P1 = P0 (1+ ke) – D1

= 100(1.1)

= 110

So, the market price of the share is expected to be $110, if the firm does not pay any dividend.

However, in both the cases, the position of the shareholders would be the same. A shareholder having for example 1 share will be having same worth of his holding if the firm pays dividend or not. In case, the dividend of $5 is paid, he will receive $5 from the firm as dividend and the market price of the share would be $105, giving a total worth of $110. In case, the dividend is not paid then the market price of the share or the worth of the shareholder would be still $110. So, the shareholder would be indifferent if dividend is paid or not to him. The same example can be extended further to analyze the effect of arbitrage employed by the firm.

Say, the firm has total profits of $1000000 during the year 1 and is planning to make an investment of $2000000 at the end of the year 1. The arbitrage process and value of the firm may be explained as follows:

**If dividend of $5 is paid by the firm at the end of year 1:**

Total Earnings $1000000

Dividends Paid (100000 * $5) $500000

Retained Earnings $500000

Total funds required for investment $2000000

Therefore, fresh capital to be issued $1500000

Market price at the end of year 1 $105

Number of shares to be issued (1500000/105) 14285.71

Total number of shares (100000+14285.71) 114285.71

Applying the formula, the value of the firm, nP0 is

**nP0 = [(n + m)P1 – I +E] / (1+ ke)**

** = **[(114285.71)105 – 2000000 + 1000000] / (1.10)

= $10000000

**If dividend of $5 is not paid by the firm at the end of the year 1:**

Total earnings $1000000

Dividends Paid -

Retained Earnings $1000000

Total funds required for investment $2000000

Therefore, fresh capital to be issued $1000000

Market price at the end of year 1 $110

Number of share to be issued (1000000/110) 9090.9

Total number of shares (100000+9090.0) 109090.9

Applying the formula, the value of the firm, nP0 is

**nP0 = [(n + m) P1 – I +E] / (1+ ke)**

= [(109090.9)110 – 2000000 + 1000000]

= $10000000

So, the value of the firm remains same at $10000000 if the dividend is paid or not.

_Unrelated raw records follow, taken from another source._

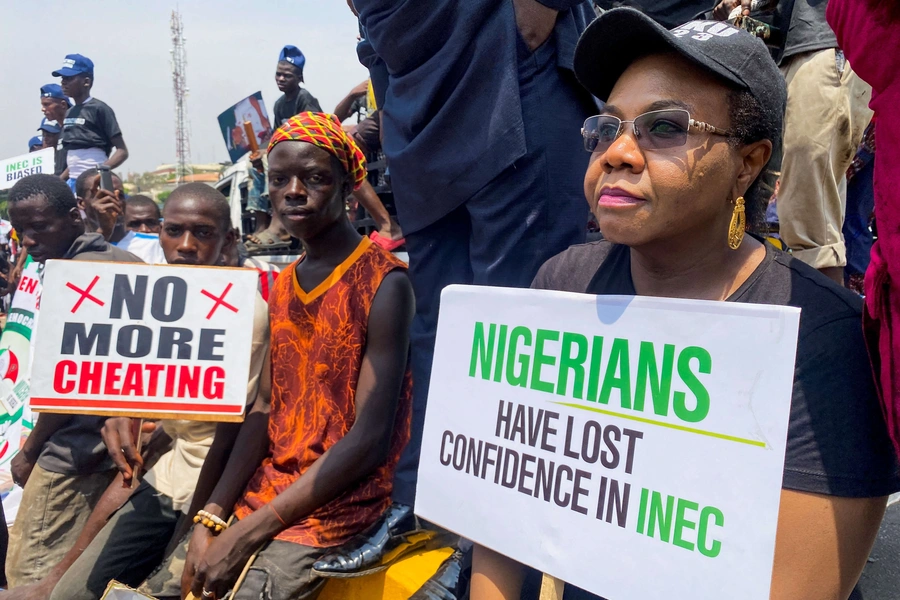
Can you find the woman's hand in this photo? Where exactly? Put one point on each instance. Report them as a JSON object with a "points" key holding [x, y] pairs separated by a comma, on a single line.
{"points": [[223, 561]]}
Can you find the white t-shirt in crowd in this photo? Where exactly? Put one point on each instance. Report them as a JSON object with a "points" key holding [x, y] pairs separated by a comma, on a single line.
{"points": [[143, 245]]}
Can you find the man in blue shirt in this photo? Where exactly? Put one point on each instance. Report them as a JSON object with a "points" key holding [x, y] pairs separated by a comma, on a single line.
{"points": [[481, 128]]}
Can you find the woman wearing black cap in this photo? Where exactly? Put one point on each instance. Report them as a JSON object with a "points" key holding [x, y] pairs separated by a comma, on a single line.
{"points": [[675, 180]]}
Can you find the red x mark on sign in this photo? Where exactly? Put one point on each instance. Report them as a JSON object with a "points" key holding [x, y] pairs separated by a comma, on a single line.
{"points": [[219, 301], [85, 294]]}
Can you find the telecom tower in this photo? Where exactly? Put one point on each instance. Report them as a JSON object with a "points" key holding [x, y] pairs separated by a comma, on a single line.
{"points": [[179, 86]]}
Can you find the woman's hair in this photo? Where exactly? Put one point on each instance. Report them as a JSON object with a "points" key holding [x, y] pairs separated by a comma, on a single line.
{"points": [[752, 122]]}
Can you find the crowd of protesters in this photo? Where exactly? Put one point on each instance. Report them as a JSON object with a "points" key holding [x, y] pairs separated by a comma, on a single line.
{"points": [[506, 128]]}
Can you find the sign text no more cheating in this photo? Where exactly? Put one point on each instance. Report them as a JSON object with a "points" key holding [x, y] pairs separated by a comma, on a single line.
{"points": [[130, 339]]}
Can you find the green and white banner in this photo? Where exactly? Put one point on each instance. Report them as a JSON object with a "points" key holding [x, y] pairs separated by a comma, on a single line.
{"points": [[631, 446], [16, 420]]}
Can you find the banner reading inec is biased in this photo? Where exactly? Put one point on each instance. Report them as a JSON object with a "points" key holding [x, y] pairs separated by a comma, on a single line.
{"points": [[132, 339], [631, 446]]}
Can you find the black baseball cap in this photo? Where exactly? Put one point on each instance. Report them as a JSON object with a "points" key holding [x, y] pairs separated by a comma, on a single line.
{"points": [[620, 36]]}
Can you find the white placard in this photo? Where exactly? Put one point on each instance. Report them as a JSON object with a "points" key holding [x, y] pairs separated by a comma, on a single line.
{"points": [[144, 340], [17, 167], [631, 446]]}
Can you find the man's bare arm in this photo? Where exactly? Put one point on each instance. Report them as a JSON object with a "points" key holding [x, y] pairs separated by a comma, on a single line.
{"points": [[342, 110], [352, 458]]}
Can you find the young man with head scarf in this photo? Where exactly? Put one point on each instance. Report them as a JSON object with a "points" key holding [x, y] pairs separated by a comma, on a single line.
{"points": [[314, 466]]}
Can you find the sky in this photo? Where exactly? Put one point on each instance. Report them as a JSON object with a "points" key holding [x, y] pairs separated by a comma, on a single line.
{"points": [[232, 50]]}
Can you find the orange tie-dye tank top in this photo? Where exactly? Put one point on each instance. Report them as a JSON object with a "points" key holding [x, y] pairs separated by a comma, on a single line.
{"points": [[318, 341]]}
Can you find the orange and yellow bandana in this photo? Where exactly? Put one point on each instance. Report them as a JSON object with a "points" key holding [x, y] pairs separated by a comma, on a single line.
{"points": [[325, 131]]}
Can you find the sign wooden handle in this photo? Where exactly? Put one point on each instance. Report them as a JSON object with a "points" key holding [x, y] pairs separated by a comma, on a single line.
{"points": [[551, 587], [138, 442]]}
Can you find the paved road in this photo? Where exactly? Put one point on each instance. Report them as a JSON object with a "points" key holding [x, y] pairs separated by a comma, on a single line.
{"points": [[881, 578]]}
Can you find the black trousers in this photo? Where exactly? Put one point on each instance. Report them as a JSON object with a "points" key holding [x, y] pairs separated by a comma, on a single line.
{"points": [[501, 236]]}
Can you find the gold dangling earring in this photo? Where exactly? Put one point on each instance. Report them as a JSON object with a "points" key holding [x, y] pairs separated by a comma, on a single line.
{"points": [[738, 225]]}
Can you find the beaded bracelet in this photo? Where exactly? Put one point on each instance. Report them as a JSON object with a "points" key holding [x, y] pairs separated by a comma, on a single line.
{"points": [[210, 521]]}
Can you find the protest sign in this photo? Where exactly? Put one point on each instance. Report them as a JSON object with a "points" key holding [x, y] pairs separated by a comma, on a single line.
{"points": [[231, 122], [17, 167], [131, 339], [630, 446]]}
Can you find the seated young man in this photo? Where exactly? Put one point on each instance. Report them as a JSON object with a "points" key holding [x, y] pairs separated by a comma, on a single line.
{"points": [[63, 465], [315, 466], [196, 231]]}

With the help of above process, it can be showed that dividend policy is irrelevant for the valuation of the firm. Dividend payment does not affect the value of the firm.

It should be noted that, the formula used above, gives the current market value of the firm. The MM model shows that if dividend is paid or not at the end of current year, the present market value of the firm remains same at $10000000. The same example can be applied to find out the expected market value of the firm at the end of current year as follows:

**If dividend of $5 is paid**

Total number of shares 114285.71

Market price $105

Total market value $12000000

**If dividend of $5 is not paid**

Total number of shares 109090.90

Market price $110

Total market value $12000000

Thus, the expected market value remains same at $12000000, whether the firm pays dividend of $5 or not. The MM Model shows therefore, that the current market value or the expected market value of the firm, both are unaffected by the dividend decision of the firm.

Under the assumptions set by MM, this model testifies that dividend is irrelevant and the investors are indifferent between the current dividends and the future capital gains. Given these assumptions, the effect of a dividend decision may be stated as: that there is not relationship between dividend policy and value of the share. One dividend policy is as good as other. Investors are concerned only with the total returns and are indifferent if these returns are from dividend income or capital gains. That is, to finance the growth, the firm may choose to issue shares and thereby allowing profits to be used to pay dividend, or may use internally generated funds for financing the growth and thereby paying less in dividends and not issuing any shares.